Page 300 in http://www.open-std.org/jtc1/sc22/wg14/www/docs/n1256.pdf says "100e" shouldn't match "%f". But I got [hjl@gnu-6 tmp]$ cat s.c #include <stdio.h> int main() { int count; float quant; char buf[100]; count = fscanf(stdin, "%f%s", &quant, buf); printf ("quant = %lf\n",quant ); printf ("count = %d\n", count); printf ("string = %s\n", buf); return 0; } [hjl@gnu-6 tmp]$ gcc s.c [hjl@gnu-6 tmp]$ cat x.input 100ergs of energy [hjl@gnu-6 tmp]$ ./a.out < x.input quant = 100.000000 count = 2 string = rgs [hjl@gnu-6 tmp]$ I was told that Windows and MacOS behave the same as glibc.

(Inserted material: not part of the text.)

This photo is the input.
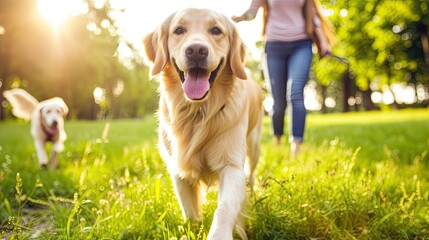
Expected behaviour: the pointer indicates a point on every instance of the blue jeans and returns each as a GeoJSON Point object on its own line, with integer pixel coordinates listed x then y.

The implementation is correct. The implementation must behave as if at most one character can be pushed back. Since only after the 'r' is read the mistake is found the result is rgs for the string.
This bug is valid. Nobody is claiming scanf should pushback two characters, but it needs to report a matching failure rather than accepting "100e" as if it were a valid floating point representation. The C standard could not be more explicit on this matter.
Why shouldn't the scanf() function read "100" from "100e" ? If it shouldn't read even "100" from "100e" (according to the standard), what it should leave in the input stream after that matching failure ? What is the next character during the next call of a reading function ?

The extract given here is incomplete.